Lithocarpus hatusimae
- Conservation status: Near Threatened (IUCN 3.1)

Scientific classification
- Kingdom: Plantae
- Clade: Tracheophytes
- Clade: Angiosperms
- Clade: Eudicots
- Clade: Rosids
- Order: Fagales
- Family: Fagaceae
- Genus: Lithocarpus
- Species: L. hatusimae
- Binomial name: Lithocarpus hatusimae Soepadmo

= Lithocarpus hatusimae =

- Genus: Lithocarpus
- Species: hatusimae
- Authority: Soepadmo
- Conservation status: NT

Species of tree

Lithocarpus hatusimae is a tree in the family Fagaceae. It is endemic to western Borneo.

==Description==
Lithocarpus hatusimae grows as a tree up to 20 m tall with a trunk diameter of up to 35 cm. The greyish brown bark is smooth or fissured. Its coriaceous leaves measure up to 18 cm long. The dark brown acorns are ovoid to conical and measure up to 2.2 cm across.

==Taxonomy==
Lithocarpus hatusimae was first described by Engkik Soepadmo in Reinwardtia in 1970. The type specimen was collected on Mount Kinabalu, in Sabah. The species is named for the Japanese botanist Sumihiko Hatusima.

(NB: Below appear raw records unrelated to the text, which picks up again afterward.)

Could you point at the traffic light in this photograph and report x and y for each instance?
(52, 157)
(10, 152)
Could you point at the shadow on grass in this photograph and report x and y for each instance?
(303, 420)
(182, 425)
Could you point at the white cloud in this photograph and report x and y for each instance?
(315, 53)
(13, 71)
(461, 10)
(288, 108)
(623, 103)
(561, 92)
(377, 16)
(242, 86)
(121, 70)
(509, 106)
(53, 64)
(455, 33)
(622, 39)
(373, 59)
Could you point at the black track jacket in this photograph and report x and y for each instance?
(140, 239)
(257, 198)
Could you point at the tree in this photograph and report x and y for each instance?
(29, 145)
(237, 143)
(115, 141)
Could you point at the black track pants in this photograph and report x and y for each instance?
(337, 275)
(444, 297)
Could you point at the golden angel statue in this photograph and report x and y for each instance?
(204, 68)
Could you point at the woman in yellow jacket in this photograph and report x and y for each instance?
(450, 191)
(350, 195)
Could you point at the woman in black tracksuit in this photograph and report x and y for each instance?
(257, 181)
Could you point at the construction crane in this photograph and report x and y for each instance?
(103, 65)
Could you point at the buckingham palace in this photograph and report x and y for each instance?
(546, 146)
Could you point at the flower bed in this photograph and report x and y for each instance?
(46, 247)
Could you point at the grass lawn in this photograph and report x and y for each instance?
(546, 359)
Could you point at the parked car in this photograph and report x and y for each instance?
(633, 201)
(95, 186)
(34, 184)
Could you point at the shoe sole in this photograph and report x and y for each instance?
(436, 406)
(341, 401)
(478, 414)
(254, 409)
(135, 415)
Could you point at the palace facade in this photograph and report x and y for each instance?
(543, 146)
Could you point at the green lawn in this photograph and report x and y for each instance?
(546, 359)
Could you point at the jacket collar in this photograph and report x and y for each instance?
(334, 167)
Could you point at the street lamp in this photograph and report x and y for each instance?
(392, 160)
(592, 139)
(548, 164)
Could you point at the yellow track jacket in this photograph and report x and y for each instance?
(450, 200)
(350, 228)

==Distribution and habitat==
Lithocarpus hatusimae is endemic to Borneo. Its habitat is mixed dipterocarp (including kerangas) to montane forests from 800 m to 2200 m elevation.

==Conservation==
Lithocarpus hatusimae has been assessed as near threatened on the IUCN Red List. It is threatened by logging and by conversion of land for farming and urban development. However the species is in a number of protected areas in Sarawak and Sabah.